Re: [patch 01/20] posix-timers: Prevent RT livelock in itimer_delete()

From: Thomas Gleixner
Date: Fri May 05 2023 - 03:57:26 EST


On Thu, May 04 2023 at 20:20, Thomas Gleixner wrote:
> On Thu, May 04 2023 at 19:06, Frederic Weisbecker wrote:
>> Le Tue, Apr 25, 2023 at 08:48:56PM +0200, Thomas Gleixner a écrit :
>>> itimer_delete() has a retry loop when the timer is concurrently expired. On
>>> non-RT kernels this just spin-waits until the timer callback has
>>> completed. On RT kernels this is a potential livelock when the exiting task
>>> preempted the hrtimer soft interrupt.
>>>
>>> This only affects hrtimer based timers as Posix CPU timers cannot be
>>> concurrently expired. For CONFIG_POSIX_CPU_TIMERS_TASK_WORK=y this is
>>> obviously impossible as the task cannot run task work and exit at the same
>>> time. The CONFIG_POSIX_CPU_TIMERS_TASK_WORK=n (only non-RT) is prevented
>>> because interrupts are disabled.
>>
>> But the owner of the timer is not the same as the target of the timer, right?
>>
>> Though I seem to remember that we forbid setting a timer to a target outside
>> the current process, in which case the owner and the target are the same at
>> this exit stage.

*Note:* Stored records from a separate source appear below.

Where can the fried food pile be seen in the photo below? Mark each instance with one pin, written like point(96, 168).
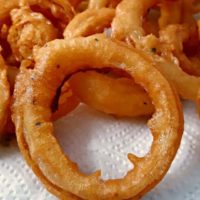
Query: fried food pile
point(125, 58)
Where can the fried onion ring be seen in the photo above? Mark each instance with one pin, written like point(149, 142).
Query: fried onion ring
point(137, 101)
point(128, 23)
point(89, 22)
point(61, 10)
point(29, 29)
point(32, 114)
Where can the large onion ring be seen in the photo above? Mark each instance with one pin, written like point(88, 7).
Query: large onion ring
point(32, 115)
point(127, 98)
point(61, 10)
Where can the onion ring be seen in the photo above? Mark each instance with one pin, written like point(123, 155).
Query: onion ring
point(35, 131)
point(137, 101)
point(61, 10)
point(89, 22)
point(29, 29)
point(127, 25)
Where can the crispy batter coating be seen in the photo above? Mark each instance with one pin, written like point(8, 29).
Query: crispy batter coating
point(29, 29)
point(4, 95)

But I can't remember what enforces that permission in
>> pid_for_clock()..
>
> The owner of the timer is always the one which needs to find the entity
> to synchronize on, whether that's the right hrtimer base or the task
> which runs the expiry code.
>
> wait_for_running_timer() is taking that into account:
>
> - The hrtimer timer based posix timers lock the hrtimer base expiry
> lock on the base to which the timer is currently associated
>
> - Posix CPU timers can be armed on a differnet process (only per
> thread timers are restricted to currents threadgroup) but the
> wait_for_running() callback "knows" how to find that process:
>
> When the timer is moved to the expiry list it gets:
>
> cputimer->firing = 1;
> rcu_assign_pointer(ctmr->handling, current);
>
> and the wait for running side does:
>
> rcu_read_lock()
> tsk = rcu_dereference(timr->it.cpu.handling);
> ....
> mutex_lock(&tsk->posix_cputimers_work.mutex);
>
> See collect_timerqueue(), handle_posix_cpu_timers() and
> posix_cpu_timer_wait_running() for details.
>
> commit f7abf14f0001 ("posix-cpu-timers: Implement the missing
> timer_wait_running callback") has quite some prose in the changelog.

But you have a point. The comment I added in itimer_delete() vs. CPU
timers is wrong for timers which are armed on a different process.
Needs to be removed.

Thanks,

tglx